Но я не могу остановиться, внутри меня вдруг поселяется голод, он как черная всепожирающая бездна. Бульон исчезает в этой бездне, и я, хоть у меня сразу начинаются спазмы в желудке, отчаянно хочу получить добавку.

Девушка берет у меня пустую миску и качает головой.

— Так тебя может вырвать.

— А можно еще? — каркающим голосом спрашиваю я.

— Попозже.

— Пожалуйста.

Голод, как змея, свернулся кольцом в моем желудке и пожирает меня изнутри.

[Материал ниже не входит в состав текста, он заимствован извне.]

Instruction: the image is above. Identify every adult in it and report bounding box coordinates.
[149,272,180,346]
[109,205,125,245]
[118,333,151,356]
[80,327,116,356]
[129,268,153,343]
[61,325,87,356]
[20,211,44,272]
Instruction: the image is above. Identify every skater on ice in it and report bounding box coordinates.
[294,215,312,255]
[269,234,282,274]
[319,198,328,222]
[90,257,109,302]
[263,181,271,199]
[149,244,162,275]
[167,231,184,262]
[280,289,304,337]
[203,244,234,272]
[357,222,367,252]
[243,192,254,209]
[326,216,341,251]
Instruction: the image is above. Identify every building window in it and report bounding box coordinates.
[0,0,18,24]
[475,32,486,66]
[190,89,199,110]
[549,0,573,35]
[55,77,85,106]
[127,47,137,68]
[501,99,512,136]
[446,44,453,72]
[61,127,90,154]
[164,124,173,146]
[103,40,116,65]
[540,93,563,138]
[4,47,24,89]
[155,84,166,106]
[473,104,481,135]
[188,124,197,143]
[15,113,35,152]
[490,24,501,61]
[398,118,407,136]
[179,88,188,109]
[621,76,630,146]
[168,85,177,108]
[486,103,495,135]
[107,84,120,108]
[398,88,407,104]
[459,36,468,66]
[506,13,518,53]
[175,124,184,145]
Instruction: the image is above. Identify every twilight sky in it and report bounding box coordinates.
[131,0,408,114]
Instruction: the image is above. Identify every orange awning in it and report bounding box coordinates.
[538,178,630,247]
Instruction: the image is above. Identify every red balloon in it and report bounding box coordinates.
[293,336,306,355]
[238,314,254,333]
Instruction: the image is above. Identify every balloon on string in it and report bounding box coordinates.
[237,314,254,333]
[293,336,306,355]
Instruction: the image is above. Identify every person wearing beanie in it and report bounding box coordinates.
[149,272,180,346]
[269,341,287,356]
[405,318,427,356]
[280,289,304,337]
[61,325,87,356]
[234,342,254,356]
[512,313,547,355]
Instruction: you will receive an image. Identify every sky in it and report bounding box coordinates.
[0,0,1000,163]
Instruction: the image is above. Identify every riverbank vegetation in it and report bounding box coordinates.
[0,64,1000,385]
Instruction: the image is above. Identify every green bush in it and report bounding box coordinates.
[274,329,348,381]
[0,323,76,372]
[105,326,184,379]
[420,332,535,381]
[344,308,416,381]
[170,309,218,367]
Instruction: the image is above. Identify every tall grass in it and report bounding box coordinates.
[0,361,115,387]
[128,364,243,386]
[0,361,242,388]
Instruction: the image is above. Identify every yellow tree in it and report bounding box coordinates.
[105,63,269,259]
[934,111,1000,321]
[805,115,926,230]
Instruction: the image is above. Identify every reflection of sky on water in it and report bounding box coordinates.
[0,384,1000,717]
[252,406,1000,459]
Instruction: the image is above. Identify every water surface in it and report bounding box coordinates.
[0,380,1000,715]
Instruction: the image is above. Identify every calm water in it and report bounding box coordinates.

Девушка вздыхает, встает и уходит в черный дверной проем. Мне кажется, что шум голосов в коридоре становится громче, потом они вдруг смолкают, и в комнату возвращается черноволосая девушка со второй миской бульона в руках. Она передает мне миску, снова садится на стул и, как маленькая девочка, поджимает коленки к груди. Коленки у нее смуглые и худые.

— Ну, рассказывай. Где ты перешла границу? — Девушка видит, что я не готова ответить, и продолжает: — Все нормально. Если не хочешь, можешь не говорить.

— Нет, нет, все хорошо.

Теперь я уже медленнее, мелкими глотками, пью бульон, смакую странный привкус, как будто его сварили из земли и камней. Насколько я знаю, такое вполне возможно — Алекс как-то сказал мне, что заразные (люди, которые живут в Дикой местности) научились обходиться минимальным набором продуктов. Миска очень быстро оказывается пустой, а змея у меня в желудке все равно продолжает бить хвостом.